It’s happened twice, once at the beginning of my trip and again as my time in New Orleans draws to a close.

A small child – in both cases a black boy – randomly wandered up to me and gave me a big hug (at kneecap level), in each case to the embarrassment of their respective mothers.

The first time, I thought it was cute, but the second time, it made me think…

What will become of these adorable beings who come to us with such wide open hearts?

Statistically, the answer is not good.

Child advocates are calling it the “School to Prison Pipeline” and at this point it’s hard for me to see any meaningful moral distinction between how New Orleans and Louisiana treats its black and “minority” children and how the Nazis treated its Jewish ones.
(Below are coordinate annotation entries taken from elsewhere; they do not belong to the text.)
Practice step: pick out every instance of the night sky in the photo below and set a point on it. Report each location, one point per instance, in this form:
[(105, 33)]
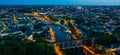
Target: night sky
[(59, 2)]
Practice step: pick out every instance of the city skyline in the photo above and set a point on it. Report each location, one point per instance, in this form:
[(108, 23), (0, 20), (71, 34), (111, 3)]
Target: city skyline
[(60, 2)]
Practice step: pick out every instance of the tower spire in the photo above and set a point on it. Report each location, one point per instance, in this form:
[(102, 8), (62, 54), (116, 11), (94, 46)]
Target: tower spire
[(15, 19)]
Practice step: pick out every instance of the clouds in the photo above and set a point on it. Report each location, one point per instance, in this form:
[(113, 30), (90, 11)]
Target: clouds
[(59, 2)]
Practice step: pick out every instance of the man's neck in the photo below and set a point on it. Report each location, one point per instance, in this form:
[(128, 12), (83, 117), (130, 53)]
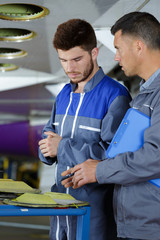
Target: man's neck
[(81, 85)]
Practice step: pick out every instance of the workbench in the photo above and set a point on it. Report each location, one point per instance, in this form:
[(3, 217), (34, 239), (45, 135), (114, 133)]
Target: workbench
[(82, 213)]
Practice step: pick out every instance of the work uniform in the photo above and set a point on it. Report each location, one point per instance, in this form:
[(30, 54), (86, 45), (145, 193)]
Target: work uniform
[(86, 122), (136, 200)]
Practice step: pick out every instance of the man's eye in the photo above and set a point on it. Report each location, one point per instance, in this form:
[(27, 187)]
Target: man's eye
[(77, 59)]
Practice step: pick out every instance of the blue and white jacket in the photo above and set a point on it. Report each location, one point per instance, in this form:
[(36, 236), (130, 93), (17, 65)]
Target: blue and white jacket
[(86, 122)]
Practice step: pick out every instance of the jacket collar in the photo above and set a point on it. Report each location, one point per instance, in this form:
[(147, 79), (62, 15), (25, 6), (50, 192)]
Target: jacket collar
[(92, 82)]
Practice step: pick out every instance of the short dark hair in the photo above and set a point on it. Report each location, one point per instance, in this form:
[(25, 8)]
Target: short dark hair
[(73, 33), (140, 24)]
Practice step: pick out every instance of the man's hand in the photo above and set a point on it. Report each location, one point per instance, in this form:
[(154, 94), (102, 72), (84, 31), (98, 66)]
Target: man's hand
[(84, 173), (49, 145)]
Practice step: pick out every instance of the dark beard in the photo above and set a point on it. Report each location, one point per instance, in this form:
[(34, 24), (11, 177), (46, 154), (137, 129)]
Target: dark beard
[(87, 73)]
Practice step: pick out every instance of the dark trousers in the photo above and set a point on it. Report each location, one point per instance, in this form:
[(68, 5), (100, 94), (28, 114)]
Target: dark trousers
[(128, 239)]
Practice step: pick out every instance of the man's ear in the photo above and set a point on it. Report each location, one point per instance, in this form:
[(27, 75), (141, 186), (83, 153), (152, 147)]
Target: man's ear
[(94, 53), (140, 47)]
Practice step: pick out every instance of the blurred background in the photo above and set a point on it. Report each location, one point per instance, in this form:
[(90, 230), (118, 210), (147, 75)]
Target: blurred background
[(31, 77)]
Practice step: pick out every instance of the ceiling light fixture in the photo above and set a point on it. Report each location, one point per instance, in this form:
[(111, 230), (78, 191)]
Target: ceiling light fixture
[(10, 53), (22, 11), (16, 34), (7, 67)]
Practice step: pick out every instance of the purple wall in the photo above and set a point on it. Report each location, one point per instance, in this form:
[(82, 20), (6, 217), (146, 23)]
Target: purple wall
[(20, 139)]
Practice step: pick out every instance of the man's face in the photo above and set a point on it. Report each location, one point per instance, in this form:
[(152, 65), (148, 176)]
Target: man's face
[(126, 53), (77, 64)]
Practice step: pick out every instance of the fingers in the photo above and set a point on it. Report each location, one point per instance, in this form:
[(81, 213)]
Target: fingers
[(50, 133)]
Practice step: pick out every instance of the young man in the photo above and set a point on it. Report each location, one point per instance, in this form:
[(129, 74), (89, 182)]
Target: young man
[(84, 119), (136, 200)]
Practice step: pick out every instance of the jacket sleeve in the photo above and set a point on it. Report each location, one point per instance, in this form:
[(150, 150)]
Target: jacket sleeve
[(135, 167), (48, 127), (75, 149)]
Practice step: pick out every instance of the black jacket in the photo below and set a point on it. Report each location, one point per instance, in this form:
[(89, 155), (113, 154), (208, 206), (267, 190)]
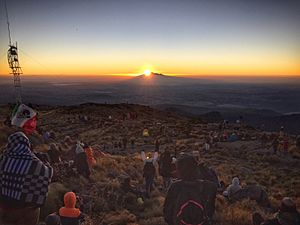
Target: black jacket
[(209, 190)]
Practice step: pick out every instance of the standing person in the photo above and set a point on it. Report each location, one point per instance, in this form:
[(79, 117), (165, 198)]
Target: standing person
[(24, 178), (124, 140), (275, 145), (165, 168), (54, 153), (149, 171), (69, 214), (157, 145), (233, 188), (189, 200), (286, 215), (132, 141), (207, 144), (285, 144), (90, 155), (81, 161)]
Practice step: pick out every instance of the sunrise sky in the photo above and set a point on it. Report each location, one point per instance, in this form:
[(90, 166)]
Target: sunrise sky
[(186, 37)]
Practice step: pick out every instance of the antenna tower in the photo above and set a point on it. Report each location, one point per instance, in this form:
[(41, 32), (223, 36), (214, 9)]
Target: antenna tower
[(13, 62)]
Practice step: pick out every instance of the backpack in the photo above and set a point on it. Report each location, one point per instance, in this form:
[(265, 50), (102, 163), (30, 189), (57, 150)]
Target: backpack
[(149, 170), (191, 205)]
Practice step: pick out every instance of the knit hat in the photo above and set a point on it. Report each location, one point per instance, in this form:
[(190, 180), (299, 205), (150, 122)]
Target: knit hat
[(52, 219)]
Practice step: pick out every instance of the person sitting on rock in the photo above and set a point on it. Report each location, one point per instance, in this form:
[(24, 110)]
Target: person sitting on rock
[(149, 171), (24, 178), (189, 200), (126, 187), (233, 188), (286, 215), (69, 214), (207, 173)]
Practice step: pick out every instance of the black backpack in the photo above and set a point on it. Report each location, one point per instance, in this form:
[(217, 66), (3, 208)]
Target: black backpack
[(149, 170), (191, 205)]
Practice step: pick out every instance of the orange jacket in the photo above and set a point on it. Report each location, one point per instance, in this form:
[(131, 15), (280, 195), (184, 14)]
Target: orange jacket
[(69, 210)]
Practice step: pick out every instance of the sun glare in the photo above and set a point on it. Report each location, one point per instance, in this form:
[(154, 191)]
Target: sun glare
[(147, 73)]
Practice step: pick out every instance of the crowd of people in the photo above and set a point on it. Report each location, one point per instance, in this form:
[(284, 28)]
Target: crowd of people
[(190, 185)]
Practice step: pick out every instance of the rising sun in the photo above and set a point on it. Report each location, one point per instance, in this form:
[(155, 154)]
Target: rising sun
[(147, 73)]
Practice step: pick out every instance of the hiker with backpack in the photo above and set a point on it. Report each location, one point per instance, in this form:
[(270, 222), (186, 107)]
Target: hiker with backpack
[(189, 200), (165, 168), (149, 171), (286, 215)]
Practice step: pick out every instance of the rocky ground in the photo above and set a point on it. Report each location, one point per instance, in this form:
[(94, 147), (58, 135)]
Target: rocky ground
[(102, 126)]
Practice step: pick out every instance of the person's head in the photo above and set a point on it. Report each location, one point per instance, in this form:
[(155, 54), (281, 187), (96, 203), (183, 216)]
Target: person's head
[(24, 117), (67, 140), (236, 181), (16, 140), (70, 199), (187, 167), (196, 155), (287, 205), (52, 219), (167, 153)]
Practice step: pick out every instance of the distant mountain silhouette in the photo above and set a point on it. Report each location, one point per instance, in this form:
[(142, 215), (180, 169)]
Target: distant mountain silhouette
[(157, 79), (268, 120)]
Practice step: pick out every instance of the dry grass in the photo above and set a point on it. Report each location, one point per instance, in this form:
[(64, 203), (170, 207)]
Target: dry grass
[(279, 175)]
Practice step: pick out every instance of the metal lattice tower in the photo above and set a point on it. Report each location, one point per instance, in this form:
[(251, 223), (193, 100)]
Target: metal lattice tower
[(13, 62), (16, 70)]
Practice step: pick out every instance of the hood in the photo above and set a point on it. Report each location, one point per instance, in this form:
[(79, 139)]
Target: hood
[(70, 200)]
Families and Friends of Louisiana’s Incarcerated Children (FFLIC) states:

“Since Hurricane Katrina our School System has drastically changed, and in many cases NOT for the better, because many of our student’s rights are being violated by the School to Prison pipeline.”

The American Friends Service Committee published the following on this issue:

What is the School to Prison Pipeline?

In a 2006 report the NAACP explained that the School to Prison Pipeline refers to “the various policies…that push children out of school and hasten their entry into the juvenile, and eventually the criminal justice system, where prison is the end of the road.”

Many of these policies are codified in our school system under various phrases like “Zero-Tolerance” school policies that turn more and more to law enforcement involvement as sources of discipline for school children.

What are the facts of the issue?

  • Last year (2007) the Recovery School District in New Orleans expelled 3.5% of the student population. The national average is 0.2% (that’s well over TEN TIMES the national rate)
  • Louisiana has the highest rate of incarceration of children in the United States – 387 per 100,000 residents
  • Louisiana also has the highest number of children in adult prisons in the United States
  • The vast majority of youth locked up in Louisiana are African American (80%), yet African-Americans make up only one third of Louisiana’s population.

Who made this?

We did.

These children didn’t come to us this way.

Two groups that are working on this both helping the victims and their families and working to change policy:

Families and Friends of Louisiana’s Incarcerated Children (FFLIC)

http://www.fflic.org

American Friends Service Committee

http://www.afsc.org/neworleans

There are occasional marches in New Orleans “against violence.” As someone who grew up in then-ultra violent New York City in the 1970s, that’s always seemed a bit abstract to me.

How about marches against official, institutionalized violence – physical and psychic – against children? That would make a lot more sense.